To escape this cycle, the Hunter students offered DOT a range of suggestions. Building local bike networks oriented around transit hubs mitigates the need for new bike lanes to be connected to the Manhattan network, for example. Integrating bike planning into a strengthened Safe Routes to School program could help spread safer infrastructure across the city while addressing the particular needs of young people and families.

They also urged DOT to change the tools it uses to measure cycling. The agency’s focus on the screenline count, which measures the number of cyclists entering the Manhattan CBD, quantifies certain trips but ignores others (an issue which has also come up in the context of the screenline’s divergence from Census counts). The screenline is “legitimating DOT’s siting choices, so there’s a cycle of counting and building in the same places,” said team member Sam Stein.
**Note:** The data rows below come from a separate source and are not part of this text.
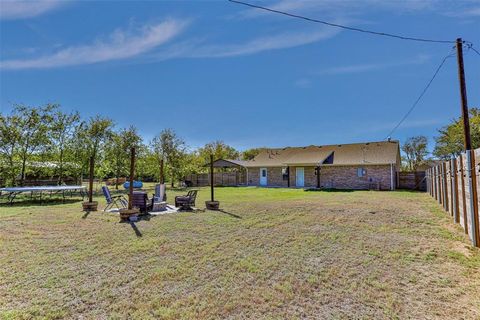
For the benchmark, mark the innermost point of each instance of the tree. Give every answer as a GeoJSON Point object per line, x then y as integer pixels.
{"type": "Point", "coordinates": [10, 136]}
{"type": "Point", "coordinates": [219, 149]}
{"type": "Point", "coordinates": [450, 142]}
{"type": "Point", "coordinates": [91, 137]}
{"type": "Point", "coordinates": [62, 131]}
{"type": "Point", "coordinates": [34, 125]}
{"type": "Point", "coordinates": [169, 147]}
{"type": "Point", "coordinates": [415, 150]}
{"type": "Point", "coordinates": [249, 154]}
{"type": "Point", "coordinates": [118, 150]}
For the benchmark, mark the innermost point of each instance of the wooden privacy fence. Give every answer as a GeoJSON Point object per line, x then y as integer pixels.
{"type": "Point", "coordinates": [220, 179]}
{"type": "Point", "coordinates": [454, 185]}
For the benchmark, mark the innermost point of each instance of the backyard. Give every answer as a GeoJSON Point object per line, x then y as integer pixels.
{"type": "Point", "coordinates": [271, 253]}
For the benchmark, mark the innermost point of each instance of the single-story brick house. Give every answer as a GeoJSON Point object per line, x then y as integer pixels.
{"type": "Point", "coordinates": [371, 165]}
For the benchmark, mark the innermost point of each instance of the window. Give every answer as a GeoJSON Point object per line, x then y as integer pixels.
{"type": "Point", "coordinates": [361, 172]}
{"type": "Point", "coordinates": [285, 173]}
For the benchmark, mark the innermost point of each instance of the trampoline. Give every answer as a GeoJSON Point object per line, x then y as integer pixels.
{"type": "Point", "coordinates": [12, 192]}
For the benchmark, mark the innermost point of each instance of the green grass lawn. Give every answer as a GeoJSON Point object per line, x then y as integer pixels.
{"type": "Point", "coordinates": [271, 254]}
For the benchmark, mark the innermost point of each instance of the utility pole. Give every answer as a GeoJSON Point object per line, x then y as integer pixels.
{"type": "Point", "coordinates": [470, 154]}
{"type": "Point", "coordinates": [463, 95]}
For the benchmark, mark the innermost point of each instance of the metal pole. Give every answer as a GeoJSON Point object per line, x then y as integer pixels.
{"type": "Point", "coordinates": [472, 185]}
{"type": "Point", "coordinates": [90, 182]}
{"type": "Point", "coordinates": [162, 179]}
{"type": "Point", "coordinates": [212, 195]}
{"type": "Point", "coordinates": [132, 172]}
{"type": "Point", "coordinates": [463, 95]}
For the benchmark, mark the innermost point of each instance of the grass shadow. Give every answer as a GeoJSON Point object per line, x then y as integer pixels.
{"type": "Point", "coordinates": [230, 214]}
{"type": "Point", "coordinates": [134, 227]}
{"type": "Point", "coordinates": [329, 190]}
{"type": "Point", "coordinates": [38, 202]}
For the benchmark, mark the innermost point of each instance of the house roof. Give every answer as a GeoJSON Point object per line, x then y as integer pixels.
{"type": "Point", "coordinates": [369, 153]}
{"type": "Point", "coordinates": [227, 163]}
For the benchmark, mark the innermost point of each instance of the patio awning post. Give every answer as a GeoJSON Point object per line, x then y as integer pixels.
{"type": "Point", "coordinates": [212, 195]}
{"type": "Point", "coordinates": [90, 179]}
{"type": "Point", "coordinates": [162, 179]}
{"type": "Point", "coordinates": [132, 172]}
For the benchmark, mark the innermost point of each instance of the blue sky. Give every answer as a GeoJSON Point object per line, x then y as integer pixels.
{"type": "Point", "coordinates": [213, 70]}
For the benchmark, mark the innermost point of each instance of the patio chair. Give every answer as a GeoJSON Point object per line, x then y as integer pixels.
{"type": "Point", "coordinates": [140, 201]}
{"type": "Point", "coordinates": [187, 201]}
{"type": "Point", "coordinates": [117, 201]}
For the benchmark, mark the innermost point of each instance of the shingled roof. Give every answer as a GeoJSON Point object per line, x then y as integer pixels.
{"type": "Point", "coordinates": [369, 153]}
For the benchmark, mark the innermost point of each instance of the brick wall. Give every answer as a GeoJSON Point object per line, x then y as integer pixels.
{"type": "Point", "coordinates": [338, 177]}
{"type": "Point", "coordinates": [274, 177]}
{"type": "Point", "coordinates": [345, 177]}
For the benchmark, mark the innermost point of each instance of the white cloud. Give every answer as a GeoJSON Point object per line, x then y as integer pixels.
{"type": "Point", "coordinates": [18, 9]}
{"type": "Point", "coordinates": [303, 83]}
{"type": "Point", "coordinates": [199, 49]}
{"type": "Point", "coordinates": [119, 45]}
{"type": "Point", "coordinates": [359, 68]}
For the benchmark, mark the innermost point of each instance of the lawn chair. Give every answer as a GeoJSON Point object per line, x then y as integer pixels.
{"type": "Point", "coordinates": [187, 201]}
{"type": "Point", "coordinates": [140, 201]}
{"type": "Point", "coordinates": [159, 199]}
{"type": "Point", "coordinates": [117, 201]}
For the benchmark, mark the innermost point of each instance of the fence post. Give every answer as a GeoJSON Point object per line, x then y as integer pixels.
{"type": "Point", "coordinates": [428, 180]}
{"type": "Point", "coordinates": [473, 197]}
{"type": "Point", "coordinates": [456, 214]}
{"type": "Point", "coordinates": [464, 197]}
{"type": "Point", "coordinates": [444, 181]}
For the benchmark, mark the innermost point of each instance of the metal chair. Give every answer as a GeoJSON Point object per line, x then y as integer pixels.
{"type": "Point", "coordinates": [187, 201]}
{"type": "Point", "coordinates": [117, 201]}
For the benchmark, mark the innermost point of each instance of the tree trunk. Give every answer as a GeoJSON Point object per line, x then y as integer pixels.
{"type": "Point", "coordinates": [116, 179]}
{"type": "Point", "coordinates": [22, 175]}
{"type": "Point", "coordinates": [60, 169]}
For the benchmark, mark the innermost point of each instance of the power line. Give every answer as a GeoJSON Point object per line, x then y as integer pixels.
{"type": "Point", "coordinates": [421, 94]}
{"type": "Point", "coordinates": [339, 25]}
{"type": "Point", "coordinates": [470, 47]}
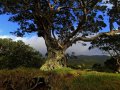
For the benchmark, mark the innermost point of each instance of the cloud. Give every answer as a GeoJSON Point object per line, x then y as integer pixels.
{"type": "Point", "coordinates": [39, 44]}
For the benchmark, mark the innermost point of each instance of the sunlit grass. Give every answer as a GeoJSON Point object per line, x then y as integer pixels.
{"type": "Point", "coordinates": [64, 79]}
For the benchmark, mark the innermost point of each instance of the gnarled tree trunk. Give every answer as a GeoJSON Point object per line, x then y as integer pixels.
{"type": "Point", "coordinates": [56, 56]}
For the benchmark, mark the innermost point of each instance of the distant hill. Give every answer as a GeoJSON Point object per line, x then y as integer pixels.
{"type": "Point", "coordinates": [87, 61]}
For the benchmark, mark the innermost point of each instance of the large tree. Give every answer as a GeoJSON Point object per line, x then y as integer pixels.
{"type": "Point", "coordinates": [60, 22]}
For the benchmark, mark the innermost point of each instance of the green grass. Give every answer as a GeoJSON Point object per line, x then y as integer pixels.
{"type": "Point", "coordinates": [62, 79]}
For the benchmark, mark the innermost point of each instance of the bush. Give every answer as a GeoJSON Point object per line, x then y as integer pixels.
{"type": "Point", "coordinates": [113, 64]}
{"type": "Point", "coordinates": [14, 54]}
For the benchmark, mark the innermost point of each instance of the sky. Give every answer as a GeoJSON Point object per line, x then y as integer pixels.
{"type": "Point", "coordinates": [38, 43]}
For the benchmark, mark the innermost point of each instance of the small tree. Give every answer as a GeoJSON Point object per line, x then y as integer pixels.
{"type": "Point", "coordinates": [15, 54]}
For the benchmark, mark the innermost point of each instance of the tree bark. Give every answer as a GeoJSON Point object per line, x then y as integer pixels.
{"type": "Point", "coordinates": [56, 56]}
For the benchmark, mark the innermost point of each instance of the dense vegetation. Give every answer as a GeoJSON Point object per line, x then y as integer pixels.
{"type": "Point", "coordinates": [61, 23]}
{"type": "Point", "coordinates": [14, 54]}
{"type": "Point", "coordinates": [62, 79]}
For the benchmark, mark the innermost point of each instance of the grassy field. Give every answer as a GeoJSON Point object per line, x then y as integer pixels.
{"type": "Point", "coordinates": [62, 79]}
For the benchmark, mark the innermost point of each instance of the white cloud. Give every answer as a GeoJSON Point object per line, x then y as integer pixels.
{"type": "Point", "coordinates": [39, 44]}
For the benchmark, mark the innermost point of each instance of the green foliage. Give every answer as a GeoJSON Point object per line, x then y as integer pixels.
{"type": "Point", "coordinates": [15, 54]}
{"type": "Point", "coordinates": [55, 16]}
{"type": "Point", "coordinates": [109, 44]}
{"type": "Point", "coordinates": [60, 80]}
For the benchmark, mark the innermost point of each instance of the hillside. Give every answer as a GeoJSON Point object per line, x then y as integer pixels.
{"type": "Point", "coordinates": [86, 61]}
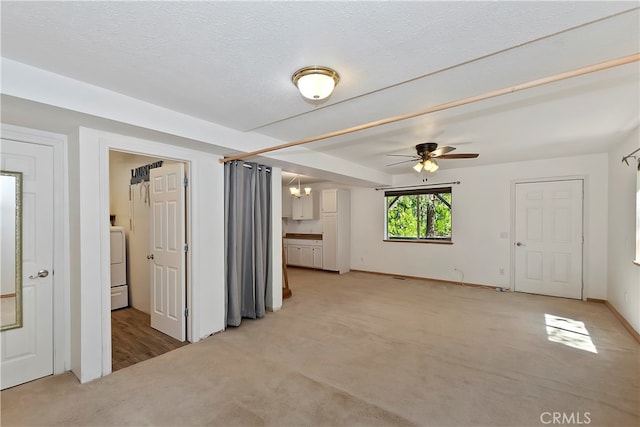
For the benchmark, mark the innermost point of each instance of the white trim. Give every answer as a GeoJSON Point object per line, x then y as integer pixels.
{"type": "Point", "coordinates": [585, 215]}
{"type": "Point", "coordinates": [61, 289]}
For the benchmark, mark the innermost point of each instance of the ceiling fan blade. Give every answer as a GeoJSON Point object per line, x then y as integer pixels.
{"type": "Point", "coordinates": [404, 161]}
{"type": "Point", "coordinates": [459, 156]}
{"type": "Point", "coordinates": [441, 150]}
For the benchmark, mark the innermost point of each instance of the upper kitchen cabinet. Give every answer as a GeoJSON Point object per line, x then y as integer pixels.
{"type": "Point", "coordinates": [305, 207]}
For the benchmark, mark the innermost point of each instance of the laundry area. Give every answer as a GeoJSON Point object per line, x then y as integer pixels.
{"type": "Point", "coordinates": [132, 262]}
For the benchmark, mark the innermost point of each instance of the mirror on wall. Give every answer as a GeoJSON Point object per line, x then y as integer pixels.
{"type": "Point", "coordinates": [11, 249]}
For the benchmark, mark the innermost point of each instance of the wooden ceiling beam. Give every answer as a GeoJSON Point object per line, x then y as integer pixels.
{"type": "Point", "coordinates": [469, 100]}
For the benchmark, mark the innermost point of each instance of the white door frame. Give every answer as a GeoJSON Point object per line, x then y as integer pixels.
{"type": "Point", "coordinates": [158, 153]}
{"type": "Point", "coordinates": [61, 288]}
{"type": "Point", "coordinates": [512, 241]}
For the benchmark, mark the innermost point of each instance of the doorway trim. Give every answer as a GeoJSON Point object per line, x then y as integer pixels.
{"type": "Point", "coordinates": [585, 218]}
{"type": "Point", "coordinates": [91, 337]}
{"type": "Point", "coordinates": [61, 257]}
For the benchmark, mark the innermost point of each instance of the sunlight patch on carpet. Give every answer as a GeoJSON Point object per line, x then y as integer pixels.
{"type": "Point", "coordinates": [569, 332]}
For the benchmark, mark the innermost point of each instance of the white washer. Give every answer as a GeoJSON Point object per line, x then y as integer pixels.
{"type": "Point", "coordinates": [119, 288]}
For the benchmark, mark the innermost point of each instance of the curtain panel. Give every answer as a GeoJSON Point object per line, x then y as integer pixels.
{"type": "Point", "coordinates": [247, 240]}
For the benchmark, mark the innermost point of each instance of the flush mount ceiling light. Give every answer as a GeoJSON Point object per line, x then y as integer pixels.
{"type": "Point", "coordinates": [316, 82]}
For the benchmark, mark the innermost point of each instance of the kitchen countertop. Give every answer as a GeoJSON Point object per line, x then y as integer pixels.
{"type": "Point", "coordinates": [307, 236]}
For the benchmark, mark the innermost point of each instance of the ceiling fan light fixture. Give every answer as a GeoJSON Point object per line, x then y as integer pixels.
{"type": "Point", "coordinates": [316, 82]}
{"type": "Point", "coordinates": [430, 165]}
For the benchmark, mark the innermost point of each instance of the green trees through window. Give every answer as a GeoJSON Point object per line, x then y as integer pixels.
{"type": "Point", "coordinates": [419, 214]}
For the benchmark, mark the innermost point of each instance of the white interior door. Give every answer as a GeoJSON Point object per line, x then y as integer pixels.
{"type": "Point", "coordinates": [168, 242]}
{"type": "Point", "coordinates": [548, 238]}
{"type": "Point", "coordinates": [27, 352]}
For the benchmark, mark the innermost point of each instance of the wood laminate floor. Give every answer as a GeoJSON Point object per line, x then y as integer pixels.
{"type": "Point", "coordinates": [133, 339]}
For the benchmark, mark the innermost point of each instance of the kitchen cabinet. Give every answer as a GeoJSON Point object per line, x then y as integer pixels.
{"type": "Point", "coordinates": [336, 230]}
{"type": "Point", "coordinates": [305, 207]}
{"type": "Point", "coordinates": [304, 253]}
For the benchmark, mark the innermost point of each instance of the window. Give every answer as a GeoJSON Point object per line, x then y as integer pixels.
{"type": "Point", "coordinates": [419, 215]}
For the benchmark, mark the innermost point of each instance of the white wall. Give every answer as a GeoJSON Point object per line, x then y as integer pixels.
{"type": "Point", "coordinates": [481, 212]}
{"type": "Point", "coordinates": [624, 277]}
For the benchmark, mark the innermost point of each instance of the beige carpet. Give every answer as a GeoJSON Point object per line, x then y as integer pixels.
{"type": "Point", "coordinates": [370, 350]}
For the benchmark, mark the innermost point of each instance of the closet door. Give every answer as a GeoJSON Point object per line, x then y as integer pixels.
{"type": "Point", "coordinates": [168, 250]}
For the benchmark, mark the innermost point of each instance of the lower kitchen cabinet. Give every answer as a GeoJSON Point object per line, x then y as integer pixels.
{"type": "Point", "coordinates": [303, 253]}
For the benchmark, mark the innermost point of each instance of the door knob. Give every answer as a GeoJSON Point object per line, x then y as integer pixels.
{"type": "Point", "coordinates": [41, 273]}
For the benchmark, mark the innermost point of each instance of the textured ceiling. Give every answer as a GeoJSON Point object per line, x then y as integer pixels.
{"type": "Point", "coordinates": [231, 63]}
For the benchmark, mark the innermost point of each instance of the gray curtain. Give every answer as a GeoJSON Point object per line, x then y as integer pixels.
{"type": "Point", "coordinates": [247, 218]}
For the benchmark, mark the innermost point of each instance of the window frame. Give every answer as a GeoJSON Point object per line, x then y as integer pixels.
{"type": "Point", "coordinates": [416, 192]}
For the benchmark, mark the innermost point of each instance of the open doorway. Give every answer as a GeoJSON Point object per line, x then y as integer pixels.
{"type": "Point", "coordinates": [141, 304]}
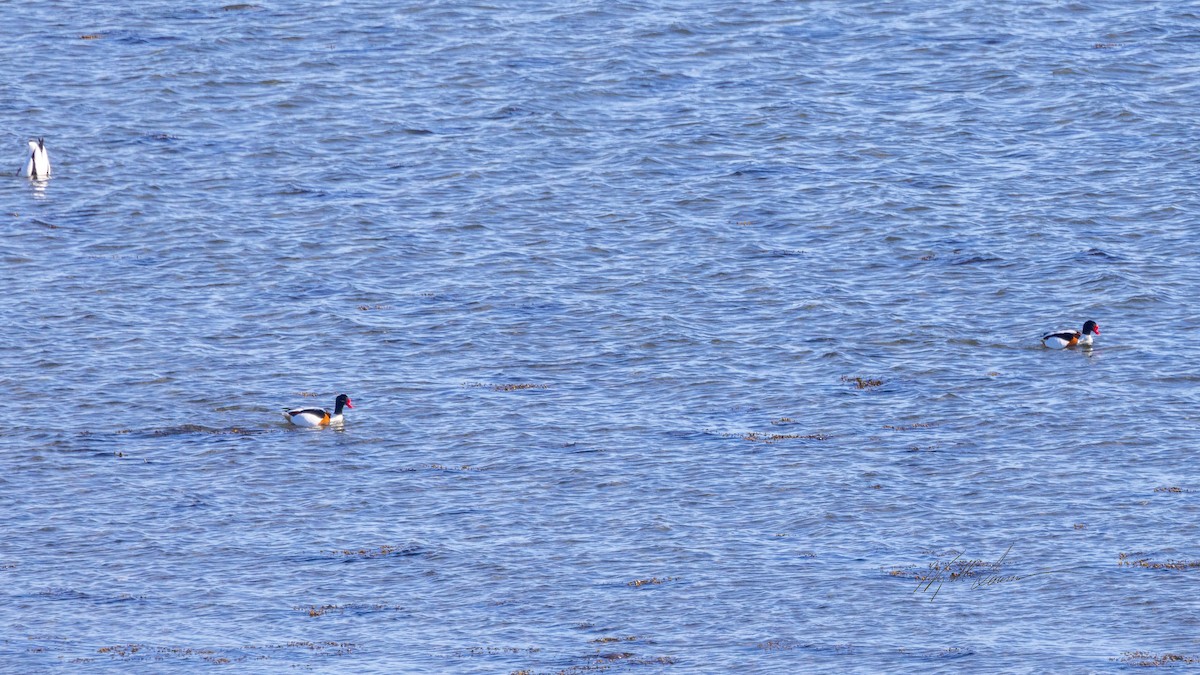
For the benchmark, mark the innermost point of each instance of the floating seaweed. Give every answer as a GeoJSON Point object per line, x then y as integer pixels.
{"type": "Point", "coordinates": [863, 382]}
{"type": "Point", "coordinates": [652, 580]}
{"type": "Point", "coordinates": [381, 551]}
{"type": "Point", "coordinates": [1129, 560]}
{"type": "Point", "coordinates": [1146, 659]}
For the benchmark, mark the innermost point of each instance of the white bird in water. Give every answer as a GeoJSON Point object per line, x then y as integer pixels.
{"type": "Point", "coordinates": [39, 165]}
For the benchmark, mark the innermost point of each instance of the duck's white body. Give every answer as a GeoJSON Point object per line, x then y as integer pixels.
{"type": "Point", "coordinates": [39, 163]}
{"type": "Point", "coordinates": [1063, 339]}
{"type": "Point", "coordinates": [319, 417]}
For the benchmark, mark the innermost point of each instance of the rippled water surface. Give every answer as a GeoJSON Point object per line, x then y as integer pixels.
{"type": "Point", "coordinates": [682, 336]}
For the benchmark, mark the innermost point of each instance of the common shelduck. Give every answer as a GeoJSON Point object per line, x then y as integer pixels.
{"type": "Point", "coordinates": [39, 165]}
{"type": "Point", "coordinates": [1060, 339]}
{"type": "Point", "coordinates": [319, 417]}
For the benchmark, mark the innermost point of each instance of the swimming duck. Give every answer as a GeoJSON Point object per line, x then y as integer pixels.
{"type": "Point", "coordinates": [1060, 339]}
{"type": "Point", "coordinates": [319, 417]}
{"type": "Point", "coordinates": [39, 165]}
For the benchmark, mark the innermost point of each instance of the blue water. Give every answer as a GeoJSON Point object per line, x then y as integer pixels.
{"type": "Point", "coordinates": [682, 338]}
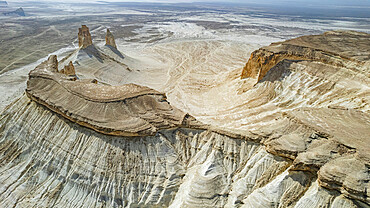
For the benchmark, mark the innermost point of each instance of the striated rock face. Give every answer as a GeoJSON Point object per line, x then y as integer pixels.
{"type": "Point", "coordinates": [109, 39]}
{"type": "Point", "coordinates": [51, 64]}
{"type": "Point", "coordinates": [17, 12]}
{"type": "Point", "coordinates": [84, 37]}
{"type": "Point", "coordinates": [69, 69]}
{"type": "Point", "coordinates": [338, 48]}
{"type": "Point", "coordinates": [127, 110]}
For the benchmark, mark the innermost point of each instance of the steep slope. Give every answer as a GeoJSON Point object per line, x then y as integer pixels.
{"type": "Point", "coordinates": [297, 138]}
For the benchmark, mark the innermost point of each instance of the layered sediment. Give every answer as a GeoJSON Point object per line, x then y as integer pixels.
{"type": "Point", "coordinates": [127, 110]}
{"type": "Point", "coordinates": [338, 48]}
{"type": "Point", "coordinates": [73, 142]}
{"type": "Point", "coordinates": [109, 39]}
{"type": "Point", "coordinates": [84, 37]}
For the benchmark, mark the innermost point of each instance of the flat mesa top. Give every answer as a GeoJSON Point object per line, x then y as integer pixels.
{"type": "Point", "coordinates": [125, 110]}
{"type": "Point", "coordinates": [347, 44]}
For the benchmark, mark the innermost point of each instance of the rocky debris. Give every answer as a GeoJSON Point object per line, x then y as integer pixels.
{"type": "Point", "coordinates": [69, 69]}
{"type": "Point", "coordinates": [109, 39]}
{"type": "Point", "coordinates": [50, 64]}
{"type": "Point", "coordinates": [84, 37]}
{"type": "Point", "coordinates": [17, 12]}
{"type": "Point", "coordinates": [127, 110]}
{"type": "Point", "coordinates": [338, 48]}
{"type": "Point", "coordinates": [329, 143]}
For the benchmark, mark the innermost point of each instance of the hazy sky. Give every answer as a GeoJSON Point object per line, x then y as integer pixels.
{"type": "Point", "coordinates": [275, 2]}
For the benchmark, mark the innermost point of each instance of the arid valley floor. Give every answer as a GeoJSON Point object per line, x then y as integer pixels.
{"type": "Point", "coordinates": [188, 105]}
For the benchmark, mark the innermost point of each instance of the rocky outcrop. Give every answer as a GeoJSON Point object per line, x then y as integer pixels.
{"type": "Point", "coordinates": [17, 12]}
{"type": "Point", "coordinates": [127, 110]}
{"type": "Point", "coordinates": [109, 39]}
{"type": "Point", "coordinates": [338, 48]}
{"type": "Point", "coordinates": [84, 37]}
{"type": "Point", "coordinates": [69, 69]}
{"type": "Point", "coordinates": [50, 64]}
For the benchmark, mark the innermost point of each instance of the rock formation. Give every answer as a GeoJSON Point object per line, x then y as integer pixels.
{"type": "Point", "coordinates": [109, 39]}
{"type": "Point", "coordinates": [17, 12]}
{"type": "Point", "coordinates": [3, 4]}
{"type": "Point", "coordinates": [84, 37]}
{"type": "Point", "coordinates": [127, 110]}
{"type": "Point", "coordinates": [69, 69]}
{"type": "Point", "coordinates": [327, 48]}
The Hunter team tried out ways to supplement the screenline count by surveying cyclists in Flushing, Corona, and Jackson Heights. One survey was placed on the handlebars of parked bikes in those neighborhoods. The respondents mostly did not bike into Manhattan, so they would never turn up in the screenline count. A majority responded in either Spanish or Chinese. These cyclists had a serious need for safety improvements — 43 percent had been doored and 28 percent hit by a car — especially on popular routes like Roosevelt Avenue.

Cyclists in Flushing, Corona, and Elmhurst filled out surveys describing their daily routes. Roosevelt Avenue is widely used to get from one neighborhood to another. Click to enlarge.

Separately, the Hunter team recommended that DOT build stronger support for cycling by changing the way it integrates local groups, especially community boards, into the planning process. This call didn’t come with any rose-tinted glasses about the current failings of some community boards. “Community boards can often be parochial, short-sighted, and not truly representative of the full breadth of the local community,” they wrote in their report.

Even so, they argued, engaging more with community boards is necessary, especially given the strong likelihood that the next mayor will be more hesitant to support the expansion of the bike network. There is a need “to think beyond this administration and find community support for bicycle infrastructure,” said Harris-Hernandez. Despite the anti-bike impression you might get from some southern Brooklyn community board votes, the Hunter team notes that there are plenty of local groups outside the central city who want to bring safer cycling to their communities.

There are already some good examples of innovative agency outreach for DOT to build on. The Hunter students point to the relatively smooth rollout of a transportation plan for Jackson Heights, arguing that the steady, long-term public outreach that accompanied that project paved the way for its success so far.

Part of the current problem, they say, stems from a lack of capacity at the community board level. Manhattan Borough President Scott Stringer has proposed providing every community board with a trained urban planner, but in the absence of that, the Hunter team recommended that city agencies at least provide board members with regular trainings. “While this kind of work was begun with the ‘DOT Academy’ program,” they note, “it seems to have fallen by the wayside.”

The report suggests that bringing in community board members early on in the process, by inviting them to collect transportation data with DOT, for instance, can help overcome parochial concerns that too often obstruct change. Perhaps most importantly, Hunter identified groups like Make The Road New York, Desis Rising Up and Moving, and Queens Community House as eager to work with DOT on bike planning in their communities.